Cuba raised prices when the Americans came, but in true capitalist fashion, just because there are less American tourists doesn’t mean prices are going back down.
Interestingly, the internet situation on the island has improved noticeably as well with decently fast speeds when I could get online at the convention center, although the service did go down a few times while I was trying to use it and it was nowhere near fast enough to upload video.
Surprisingly, the private villa I was staying at featured its own wireless network for guests, something that was virtually unheard of a few years ago.
The Cuban People
Having said all of the above, since the moment I first stepped foot on the island of Cuba my coming here has not been solely about cigars.
Sure, that is the main reason I am here, but there are other things that keep me wanting to come back even more: the people, the culture, the history. All of these things are present almost everywhere you look, almost to the point where you are overwhelmed with the sights and sounds that are all around you.
As has been the case every year I have attended the festival, I took some time right before the final night’s gala visit some of the more run down parts of Havana, away from the sections of the city where the tourists congregate after getting off of their floating cities. I have been told not to visit these areas by multiple people over the years—people both in and out of Cuba—but I honestly could not stay away if I wanted to.
I have written before that the Cuban people are some of the happiest, most joyful people I have met in all my years of traveling the world even in the midst of poverty and I am reminded of that every time I visit the island.
The fathers come home from work and throw beat up and torn apart baseballs to their kids, who are—more often than not—using sticks they picked up off the street as bats. Gangs of kids roam around, playing outside with each other or with anything they can get their hands on, using their imagination and involving everyone in their games. Neighbors help neighbors with moving furniture, fixing cars or picking up debris, while domino games in the middle of the streets are so commonplace that after a while I stopped shooting them.
Of course, there is a reason I choose Friday afternoon to visit these areas, see these people and shoot these photographs.
To me, perhaps the most shocking thing I witness every year is the dichotomy between the streets I walk down those Friday afternoons and the vast, opulent wealth that is on display during the Festival del Habano’s gala, where more than a $1.5 million is spent every year to purchase one-of-a-kind humidors with rare and expensive cigars inside.
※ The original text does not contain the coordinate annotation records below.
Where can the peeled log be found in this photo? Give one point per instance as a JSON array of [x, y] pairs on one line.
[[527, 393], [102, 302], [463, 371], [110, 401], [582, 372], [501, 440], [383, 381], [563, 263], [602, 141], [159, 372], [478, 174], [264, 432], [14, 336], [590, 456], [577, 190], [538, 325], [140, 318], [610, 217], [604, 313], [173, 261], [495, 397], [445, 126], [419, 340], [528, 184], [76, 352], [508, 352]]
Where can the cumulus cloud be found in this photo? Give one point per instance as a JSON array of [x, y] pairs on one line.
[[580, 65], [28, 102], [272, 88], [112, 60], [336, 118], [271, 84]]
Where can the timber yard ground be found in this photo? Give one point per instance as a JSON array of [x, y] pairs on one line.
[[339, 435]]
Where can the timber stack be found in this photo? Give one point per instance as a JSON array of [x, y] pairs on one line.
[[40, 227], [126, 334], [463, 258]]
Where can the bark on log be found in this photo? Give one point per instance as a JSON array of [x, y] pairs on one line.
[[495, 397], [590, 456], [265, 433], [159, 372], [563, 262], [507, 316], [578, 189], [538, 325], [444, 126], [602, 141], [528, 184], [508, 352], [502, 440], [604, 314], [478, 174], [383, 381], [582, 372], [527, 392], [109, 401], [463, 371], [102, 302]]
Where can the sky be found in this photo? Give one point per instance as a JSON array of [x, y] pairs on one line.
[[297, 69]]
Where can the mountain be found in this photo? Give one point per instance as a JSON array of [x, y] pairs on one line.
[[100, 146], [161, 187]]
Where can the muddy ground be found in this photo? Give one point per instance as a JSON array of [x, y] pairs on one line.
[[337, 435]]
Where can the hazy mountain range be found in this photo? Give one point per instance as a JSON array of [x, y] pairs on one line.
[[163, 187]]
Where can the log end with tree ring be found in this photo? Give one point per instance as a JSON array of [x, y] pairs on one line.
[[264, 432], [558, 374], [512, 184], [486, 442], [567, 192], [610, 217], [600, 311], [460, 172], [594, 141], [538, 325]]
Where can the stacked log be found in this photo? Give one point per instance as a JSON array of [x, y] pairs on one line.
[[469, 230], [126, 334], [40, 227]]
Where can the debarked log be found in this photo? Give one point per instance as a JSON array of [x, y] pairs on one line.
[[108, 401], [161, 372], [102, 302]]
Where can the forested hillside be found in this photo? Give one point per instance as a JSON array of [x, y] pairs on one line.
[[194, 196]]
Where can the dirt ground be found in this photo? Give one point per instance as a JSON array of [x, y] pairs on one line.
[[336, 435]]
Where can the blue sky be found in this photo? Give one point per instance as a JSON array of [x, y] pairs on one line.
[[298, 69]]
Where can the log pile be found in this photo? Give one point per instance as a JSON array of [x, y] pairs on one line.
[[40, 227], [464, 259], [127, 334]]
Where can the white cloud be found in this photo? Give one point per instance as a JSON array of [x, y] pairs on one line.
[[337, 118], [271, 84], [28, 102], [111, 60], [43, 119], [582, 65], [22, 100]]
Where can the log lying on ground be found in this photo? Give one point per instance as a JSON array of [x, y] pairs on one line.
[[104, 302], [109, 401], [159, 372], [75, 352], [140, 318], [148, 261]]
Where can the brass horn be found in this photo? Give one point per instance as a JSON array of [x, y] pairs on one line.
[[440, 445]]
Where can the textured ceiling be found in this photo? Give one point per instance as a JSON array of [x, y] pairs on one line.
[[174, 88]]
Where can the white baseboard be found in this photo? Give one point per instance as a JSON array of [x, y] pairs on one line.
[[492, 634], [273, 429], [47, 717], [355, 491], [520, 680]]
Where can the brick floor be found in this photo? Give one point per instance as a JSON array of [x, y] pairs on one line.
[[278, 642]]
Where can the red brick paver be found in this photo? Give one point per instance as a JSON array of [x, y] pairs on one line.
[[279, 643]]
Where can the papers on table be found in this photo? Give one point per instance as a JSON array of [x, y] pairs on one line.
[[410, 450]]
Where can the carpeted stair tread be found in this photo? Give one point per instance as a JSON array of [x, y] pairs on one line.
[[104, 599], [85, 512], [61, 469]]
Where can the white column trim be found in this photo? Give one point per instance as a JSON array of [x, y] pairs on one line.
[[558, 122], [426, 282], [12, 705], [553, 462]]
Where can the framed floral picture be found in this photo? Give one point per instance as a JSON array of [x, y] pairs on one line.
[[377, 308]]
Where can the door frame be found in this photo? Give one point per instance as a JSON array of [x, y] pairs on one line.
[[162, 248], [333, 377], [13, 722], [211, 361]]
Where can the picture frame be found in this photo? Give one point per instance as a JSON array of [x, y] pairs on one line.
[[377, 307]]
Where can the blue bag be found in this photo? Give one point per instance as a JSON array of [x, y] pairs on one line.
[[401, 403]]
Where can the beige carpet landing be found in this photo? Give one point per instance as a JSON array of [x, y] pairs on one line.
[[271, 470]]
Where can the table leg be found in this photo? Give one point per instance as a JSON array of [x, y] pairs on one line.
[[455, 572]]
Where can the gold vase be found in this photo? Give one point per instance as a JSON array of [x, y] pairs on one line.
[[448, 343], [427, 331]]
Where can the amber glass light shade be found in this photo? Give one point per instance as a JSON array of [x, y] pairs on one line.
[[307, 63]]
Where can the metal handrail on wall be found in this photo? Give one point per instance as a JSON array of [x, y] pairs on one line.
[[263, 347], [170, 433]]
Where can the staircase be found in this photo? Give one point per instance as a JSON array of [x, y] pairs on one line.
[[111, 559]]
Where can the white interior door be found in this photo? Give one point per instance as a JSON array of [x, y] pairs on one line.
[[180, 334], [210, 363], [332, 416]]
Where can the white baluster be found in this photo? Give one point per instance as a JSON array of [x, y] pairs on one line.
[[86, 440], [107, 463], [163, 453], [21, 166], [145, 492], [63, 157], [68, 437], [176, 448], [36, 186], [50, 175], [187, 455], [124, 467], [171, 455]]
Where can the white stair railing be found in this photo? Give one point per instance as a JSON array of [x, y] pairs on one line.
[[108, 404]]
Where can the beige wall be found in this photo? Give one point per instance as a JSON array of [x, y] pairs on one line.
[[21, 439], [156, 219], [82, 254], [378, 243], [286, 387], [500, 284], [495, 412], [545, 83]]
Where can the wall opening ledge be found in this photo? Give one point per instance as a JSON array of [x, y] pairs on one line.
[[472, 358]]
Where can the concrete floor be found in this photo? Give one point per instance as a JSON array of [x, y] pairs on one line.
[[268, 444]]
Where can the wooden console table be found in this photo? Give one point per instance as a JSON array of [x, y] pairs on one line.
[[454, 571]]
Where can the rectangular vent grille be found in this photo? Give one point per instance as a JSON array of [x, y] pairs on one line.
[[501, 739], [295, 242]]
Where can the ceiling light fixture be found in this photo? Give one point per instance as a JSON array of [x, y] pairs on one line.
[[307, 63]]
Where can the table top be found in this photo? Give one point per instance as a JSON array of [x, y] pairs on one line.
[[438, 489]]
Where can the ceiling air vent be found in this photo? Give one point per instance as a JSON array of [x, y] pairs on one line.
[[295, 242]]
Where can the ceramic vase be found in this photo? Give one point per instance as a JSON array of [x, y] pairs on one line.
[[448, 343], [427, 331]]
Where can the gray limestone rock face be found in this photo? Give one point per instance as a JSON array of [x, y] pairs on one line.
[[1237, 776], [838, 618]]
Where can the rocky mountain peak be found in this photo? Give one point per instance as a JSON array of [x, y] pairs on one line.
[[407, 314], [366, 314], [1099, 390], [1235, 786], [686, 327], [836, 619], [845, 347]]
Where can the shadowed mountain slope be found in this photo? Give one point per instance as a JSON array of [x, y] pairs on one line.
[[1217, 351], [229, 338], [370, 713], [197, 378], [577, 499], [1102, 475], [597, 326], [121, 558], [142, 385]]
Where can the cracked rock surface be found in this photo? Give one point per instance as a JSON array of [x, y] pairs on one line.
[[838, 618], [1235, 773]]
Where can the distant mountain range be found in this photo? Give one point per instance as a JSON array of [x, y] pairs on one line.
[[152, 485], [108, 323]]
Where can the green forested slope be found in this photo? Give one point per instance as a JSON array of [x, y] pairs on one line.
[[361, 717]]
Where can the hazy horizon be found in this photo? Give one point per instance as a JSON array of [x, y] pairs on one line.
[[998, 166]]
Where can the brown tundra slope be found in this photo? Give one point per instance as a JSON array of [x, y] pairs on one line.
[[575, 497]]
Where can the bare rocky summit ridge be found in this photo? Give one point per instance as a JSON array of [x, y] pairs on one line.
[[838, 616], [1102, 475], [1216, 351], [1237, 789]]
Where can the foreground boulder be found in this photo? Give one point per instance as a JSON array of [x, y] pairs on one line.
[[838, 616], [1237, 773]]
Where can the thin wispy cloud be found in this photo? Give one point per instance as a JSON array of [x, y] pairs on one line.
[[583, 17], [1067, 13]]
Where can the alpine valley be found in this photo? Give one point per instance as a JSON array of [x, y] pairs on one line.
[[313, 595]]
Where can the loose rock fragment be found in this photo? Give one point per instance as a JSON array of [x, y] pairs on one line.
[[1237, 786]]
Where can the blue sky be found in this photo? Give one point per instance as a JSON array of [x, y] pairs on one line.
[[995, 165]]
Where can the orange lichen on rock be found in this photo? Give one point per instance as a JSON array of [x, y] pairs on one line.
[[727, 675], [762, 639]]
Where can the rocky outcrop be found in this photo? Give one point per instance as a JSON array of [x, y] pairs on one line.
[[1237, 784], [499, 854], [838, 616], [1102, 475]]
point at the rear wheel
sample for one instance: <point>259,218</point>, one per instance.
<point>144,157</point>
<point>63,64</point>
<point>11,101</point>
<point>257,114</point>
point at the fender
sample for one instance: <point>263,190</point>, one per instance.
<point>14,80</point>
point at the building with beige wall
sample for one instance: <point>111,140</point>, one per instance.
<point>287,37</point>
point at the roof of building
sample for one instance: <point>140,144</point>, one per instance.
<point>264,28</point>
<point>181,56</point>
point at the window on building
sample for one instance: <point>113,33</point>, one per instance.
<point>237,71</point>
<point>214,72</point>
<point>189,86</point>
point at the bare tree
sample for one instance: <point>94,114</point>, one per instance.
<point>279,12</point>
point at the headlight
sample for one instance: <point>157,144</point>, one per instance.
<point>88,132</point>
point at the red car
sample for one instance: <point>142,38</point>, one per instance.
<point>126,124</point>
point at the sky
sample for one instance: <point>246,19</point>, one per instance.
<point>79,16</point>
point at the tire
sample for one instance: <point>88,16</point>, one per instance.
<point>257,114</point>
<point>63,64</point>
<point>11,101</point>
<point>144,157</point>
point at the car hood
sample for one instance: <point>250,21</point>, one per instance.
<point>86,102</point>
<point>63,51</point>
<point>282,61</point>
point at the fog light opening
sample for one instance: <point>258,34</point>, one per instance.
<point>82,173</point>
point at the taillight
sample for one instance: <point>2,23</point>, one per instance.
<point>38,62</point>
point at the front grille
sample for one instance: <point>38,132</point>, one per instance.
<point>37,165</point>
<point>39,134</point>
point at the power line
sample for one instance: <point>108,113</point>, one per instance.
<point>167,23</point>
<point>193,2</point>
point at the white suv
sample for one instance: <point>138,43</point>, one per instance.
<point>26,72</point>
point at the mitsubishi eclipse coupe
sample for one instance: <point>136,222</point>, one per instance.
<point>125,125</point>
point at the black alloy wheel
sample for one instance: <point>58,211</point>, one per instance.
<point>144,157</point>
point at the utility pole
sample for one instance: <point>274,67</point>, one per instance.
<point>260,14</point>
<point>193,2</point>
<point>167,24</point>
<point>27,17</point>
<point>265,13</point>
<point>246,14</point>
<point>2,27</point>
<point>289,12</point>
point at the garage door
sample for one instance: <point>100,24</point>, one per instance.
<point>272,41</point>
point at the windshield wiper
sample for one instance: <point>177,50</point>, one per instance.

I am not immune to hypocrisy—just one of the cameras I shot these photos with would pay for food for half the block of people for a month or more—but as I walk along those streets sharing the little moments of their daily lives, I do feel a kind of kinship that has stayed with me long after I left the island.
In the end, my third trip was a successful one in terms of the work I produced, the photographs I took and the time I spent and I am hoping that I will get to visit Cuba again to see how both the people and their situations continue to evolve and change.